Quelle est l’origine sociale de ces femmes ?

Longtemps, ces femmes ont été considérées comme des filles de mauvaises vies, des courtisanes, des filles de joies. Or il n’en est rien. Cette réputation qui traversa les siècles est aujourd’hui contestée par les historiens. «

Elles étaient, au contraire, plus sages et instruites que leurs contemporaines » affirment Jacques LACOURSIÈRE, auteur d’une Histoire populaire du Quebec (éditions du Boréal 1995). Avant leur départ, elles devaient montrer un « certificat de bonne mœurs » délivré par l’Église. Et une fois, arrivée de l’autre côté de l’Atlantique, elles étaient prises en charge par des bienfaitrices.

 

Encore fallait-il atteindre la terre promise.

Arrivée des Filles du Roy au Canada

La traversée de l’océan était une terrible épreuve. Elle durait en général deux mois et demi et connaissait des conditions épouvantables. Ces passagères étaient entassées sur des couchettes étroites, et étaient soumises à une humidité et une puanteur constante à proximité des animaux (chevaux, vaches, porcs, volailles …) transportés en fond de cale.

Cette promiscuité générait des maladies et de nombreuses passagères ne purent jamais fouler le sol de cette terre, espoir d’un avenir meilleur.

Le triplement de la population entre 1663 et 1683

Une fois remise sur pied, par les religieuses, les « Fille du Roy » trouvaient vite un mari.

En 1670, l’intendant de la Nouvelle-France, Jean TALON, souhaitait intensifier l’effort de peuplement. Il prit alors une mesure drastique concernant les pionniers : l’exploitation des terres étaient désormais soumise « au soutien d’une épouse ». Tout célibataire se retrouvait priver de ses « privilèges de chasse, de pêche et de traite de la fourrure avec les sauvages ».

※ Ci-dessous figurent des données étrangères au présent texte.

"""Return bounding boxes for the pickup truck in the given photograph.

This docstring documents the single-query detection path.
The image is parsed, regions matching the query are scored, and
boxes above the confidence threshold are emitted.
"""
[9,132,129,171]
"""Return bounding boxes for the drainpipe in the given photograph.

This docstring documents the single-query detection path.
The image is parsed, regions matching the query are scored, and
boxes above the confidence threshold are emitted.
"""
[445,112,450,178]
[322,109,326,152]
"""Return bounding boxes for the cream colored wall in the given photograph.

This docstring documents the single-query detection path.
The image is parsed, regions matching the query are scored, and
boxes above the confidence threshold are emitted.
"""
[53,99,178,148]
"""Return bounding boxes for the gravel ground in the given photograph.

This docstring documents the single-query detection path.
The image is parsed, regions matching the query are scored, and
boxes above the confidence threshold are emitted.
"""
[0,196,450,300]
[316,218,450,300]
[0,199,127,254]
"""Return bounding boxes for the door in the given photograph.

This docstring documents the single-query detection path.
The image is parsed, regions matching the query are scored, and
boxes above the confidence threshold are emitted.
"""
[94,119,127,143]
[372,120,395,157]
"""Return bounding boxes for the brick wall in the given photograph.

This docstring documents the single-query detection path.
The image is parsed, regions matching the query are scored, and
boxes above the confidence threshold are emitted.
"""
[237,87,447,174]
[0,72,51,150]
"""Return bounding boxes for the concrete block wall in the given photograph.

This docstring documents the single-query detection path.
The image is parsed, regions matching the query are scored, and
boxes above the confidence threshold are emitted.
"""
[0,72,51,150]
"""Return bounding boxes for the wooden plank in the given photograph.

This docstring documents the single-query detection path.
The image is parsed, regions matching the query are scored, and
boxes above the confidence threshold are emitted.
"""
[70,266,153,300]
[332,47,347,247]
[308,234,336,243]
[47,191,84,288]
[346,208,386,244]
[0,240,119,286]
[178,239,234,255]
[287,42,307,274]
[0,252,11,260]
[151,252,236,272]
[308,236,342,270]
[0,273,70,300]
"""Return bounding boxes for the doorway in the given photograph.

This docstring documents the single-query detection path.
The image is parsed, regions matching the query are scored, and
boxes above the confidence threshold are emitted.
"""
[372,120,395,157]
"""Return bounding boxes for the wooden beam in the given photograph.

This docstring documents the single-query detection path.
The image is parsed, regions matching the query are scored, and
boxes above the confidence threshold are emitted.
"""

Les colons se mirent en quête d’une épouse en urgence, afin de pouvoir poursuivre leur activité. Le passage chez le notaire pour le contrat de mariage était obligatoire avant le mariage à l’église. Ces filles du Roy, fraîchement débarquées, se retrouvaient à la fois nouvellement épouse, et mais découvraient également les rudes exigences d’un pays à défricher : couper des arbres, remonter le fleuve en canoë, coudre les fourrures pour se protéger du froid bien plus glacial que celui du royaume. Et tout ça en donnant la vie.

« La fécondité de ces femmes fut incroyable avec une moyenne de 8 enfants par couple ». Entre 1663 et 1683 la population de la Nouvelle-France tripla. Lors du recensement de 1698, la colonie comptait 20 000 habitants. Aujourd’hui, les Québécois ont pour habitude de dire, afin de rendre hommage au rôle de ses « migrantes » devenues mères de la nation, qu’il faut être malchanceux pour ne pas descendre de l’une d’elle.